Alex Ford once had a job that most of us would consider interesting, but he found boring - he was a member of the U S Secret Service's Presidential Protection detail. Like being a pilot, it was hours of boredom interrupted by moments of sheer terror. Now within a few years of retirement (i.e., forty-one), Alex has other duties, and his current task is investigation of the apparent suicide of a Treasury agent seconded to the newly-created National Intelligence Center (NIC). Strange: a "friend" of Alex's - a member of The Camel Club, a tiny group of conspiracy theorists - just happened to see this same man being murdered in a staged suicide.
All this makes no difference, though, because someone with a lot more stroke than Alex makes certain Ford is pulled off the case and stuck back on the protection detail. Which is a shame, because if Ford were allowed to investigate, he just might uncover a fiendish plot to... well, let's just say that it's quite fiendish, though this plot has several levels of fiendishness as well as the potential for more double-crosses than a shootout at the I'm-OK-You're-Not-OK Corral, not to mention a few political preachments.
Alex's friend is one Oliver Stone - not his real name - who just happens to have a pretty dark background, one in which he leaned how to kill people and hide afterward, one in which he just happened to make the acquaintance of the newly-anointed "intelligence czar" who heads up the NIC. Alex also has recently fallen in lust with a Kate Adams, a lawyer at Justice (who's also a bartender, pianist, and gymnast - who says lawyers don't have time for an outside life?). And it just so happens that Kate has been working with an NIC lieutenant to buy an old CIA facility, where "Oliver" just happened to have trained.
And a whole bunch of Middle Eastern types just happened to have died lately, though for some reason, none of their faces were recognizable... see where David Baldacci is going with this? Me neither.
For The Camel Club, David Baldacci returns to the same well - the Secret Service and presidential protection detail - that he tapped for Split Second. That volume's protagonist was Sean King, disgraced Service agent; this time out it's Alex Ford (note the protagonist's pair of four-letter names again), a Secret Service agent on the brink of disgrace. This time around, however, Baldacci appears to have been watching reruns of "The West Wing," because he seems to know at least something about how a protection detail works: I'll give him that much.
More to the point, he's come up with a fairly original idea for his book. Not only does the action hold the reader's interest with a couple of hairpin turns, it also contains a couple of surprisingly original concepts. Baldacci also manages to play to the public's susceptibilities in this post-9-11 age by using "the usual suspects" to carry out the plot. He also touches on some surprisingly current topics - limitations on the power of the intelligence community, plus rendition and torture of "the enemy."
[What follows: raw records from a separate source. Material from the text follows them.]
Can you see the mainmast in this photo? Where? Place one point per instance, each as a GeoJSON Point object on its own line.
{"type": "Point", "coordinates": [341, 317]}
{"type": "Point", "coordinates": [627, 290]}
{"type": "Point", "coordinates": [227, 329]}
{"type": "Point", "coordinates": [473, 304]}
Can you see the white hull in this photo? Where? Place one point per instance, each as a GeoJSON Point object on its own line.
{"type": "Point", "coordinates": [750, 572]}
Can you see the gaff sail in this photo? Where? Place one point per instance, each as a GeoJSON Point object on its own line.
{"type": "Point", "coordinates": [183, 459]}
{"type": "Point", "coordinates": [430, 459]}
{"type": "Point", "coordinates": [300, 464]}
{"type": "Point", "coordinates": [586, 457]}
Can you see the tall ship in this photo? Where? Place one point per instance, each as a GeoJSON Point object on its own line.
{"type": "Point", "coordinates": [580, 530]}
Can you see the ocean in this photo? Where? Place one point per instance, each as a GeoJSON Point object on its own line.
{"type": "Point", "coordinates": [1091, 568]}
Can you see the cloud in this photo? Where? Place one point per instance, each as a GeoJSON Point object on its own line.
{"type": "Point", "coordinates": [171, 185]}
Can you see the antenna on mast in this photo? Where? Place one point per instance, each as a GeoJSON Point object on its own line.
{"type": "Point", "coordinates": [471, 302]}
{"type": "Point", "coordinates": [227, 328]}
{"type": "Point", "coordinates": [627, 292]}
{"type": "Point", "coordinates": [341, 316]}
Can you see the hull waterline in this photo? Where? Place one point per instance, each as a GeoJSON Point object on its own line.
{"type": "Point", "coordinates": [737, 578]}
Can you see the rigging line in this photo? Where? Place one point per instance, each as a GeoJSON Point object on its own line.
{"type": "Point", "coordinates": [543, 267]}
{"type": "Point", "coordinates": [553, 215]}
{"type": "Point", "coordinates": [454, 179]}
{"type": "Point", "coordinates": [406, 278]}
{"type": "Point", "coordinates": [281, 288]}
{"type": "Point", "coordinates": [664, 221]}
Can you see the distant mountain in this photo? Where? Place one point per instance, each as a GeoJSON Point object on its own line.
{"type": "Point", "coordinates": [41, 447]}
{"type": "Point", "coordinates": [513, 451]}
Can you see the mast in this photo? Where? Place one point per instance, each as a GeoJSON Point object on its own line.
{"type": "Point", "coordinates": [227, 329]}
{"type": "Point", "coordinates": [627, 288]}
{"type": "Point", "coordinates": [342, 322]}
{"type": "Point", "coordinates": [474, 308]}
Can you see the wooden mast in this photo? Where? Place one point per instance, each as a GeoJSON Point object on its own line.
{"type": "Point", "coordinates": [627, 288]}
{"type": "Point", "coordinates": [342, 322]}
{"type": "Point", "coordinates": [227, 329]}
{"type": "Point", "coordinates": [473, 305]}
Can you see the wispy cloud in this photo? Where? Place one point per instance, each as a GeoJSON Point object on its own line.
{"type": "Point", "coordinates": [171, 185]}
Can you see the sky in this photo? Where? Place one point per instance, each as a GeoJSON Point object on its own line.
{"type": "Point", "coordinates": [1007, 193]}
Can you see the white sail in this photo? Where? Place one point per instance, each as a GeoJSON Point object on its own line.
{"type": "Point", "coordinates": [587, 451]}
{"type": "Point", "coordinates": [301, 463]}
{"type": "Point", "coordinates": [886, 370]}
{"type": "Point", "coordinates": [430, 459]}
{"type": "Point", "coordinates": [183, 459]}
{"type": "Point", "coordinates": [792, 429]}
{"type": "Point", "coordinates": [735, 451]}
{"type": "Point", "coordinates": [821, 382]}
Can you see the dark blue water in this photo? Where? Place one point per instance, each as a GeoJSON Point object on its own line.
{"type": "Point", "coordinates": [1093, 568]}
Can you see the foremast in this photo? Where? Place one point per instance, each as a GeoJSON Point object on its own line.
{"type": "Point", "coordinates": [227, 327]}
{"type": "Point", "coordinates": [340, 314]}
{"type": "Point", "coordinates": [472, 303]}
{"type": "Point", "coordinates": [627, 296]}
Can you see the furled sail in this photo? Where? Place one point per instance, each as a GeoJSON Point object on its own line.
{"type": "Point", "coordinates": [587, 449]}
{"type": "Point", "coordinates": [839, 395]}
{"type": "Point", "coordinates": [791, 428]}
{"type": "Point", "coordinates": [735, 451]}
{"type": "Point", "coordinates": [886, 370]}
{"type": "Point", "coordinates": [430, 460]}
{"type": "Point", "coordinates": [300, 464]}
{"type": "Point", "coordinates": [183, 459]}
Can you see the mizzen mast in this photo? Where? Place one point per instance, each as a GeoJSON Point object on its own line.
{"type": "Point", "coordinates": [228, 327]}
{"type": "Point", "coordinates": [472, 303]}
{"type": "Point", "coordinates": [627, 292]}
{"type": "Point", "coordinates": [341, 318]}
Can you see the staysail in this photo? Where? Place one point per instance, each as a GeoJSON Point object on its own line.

On the other hand, where the characters of Split Second ranged from wooden to cardboard, the characters of The Camel Club range from... well, they range from cardboard to wooden. They also have an embarrassing propensity for disappearance: characters upon whose every word Baldacci hung a paragraph in one chapter go absent for chapters at a time. And with a couple of notable exceptions, the characters are as stereotypical as the characters in a Looney Tunes episode. The conventions of the genre are met, as usual: you got your near-indestructible spook, your power-hungry politico, your brilliant and beauteous lawyer... Besides characters disappearing, more than one plot thread simply truncates at the close of a chapter and then is seen no more.
Besides wasting his plot on hackneyed characters, Baldacci also frittered away most of my interest with a series of visits from the Coincidence Fairy, she whose magic wand is necessary to sprinkle amazing coincidences about the scenery. The most egregious violation of the law of averages has Oliver Stone reconnecting with the daughter he'd thought was dead (that's not a spoiler - as soon as Baldacci mentioned the scar on her hand, we knew it would appear later in the book), although Alex and Kate's accidental discovery of the rowboat is also pretty amazing. What is unfortunate is that while reading I could see ways in which Baldacci could have avoided the use of unlikely coincidences, which would have gone a long way toward making this a better book.
Baldacci gets a grudging two and a half stars: he might have had four or even five on the basis of his plot had he not depended on unnecessary coincidences. He lost stars for that sin, and lost still more ground with his stable of hackneyed characters.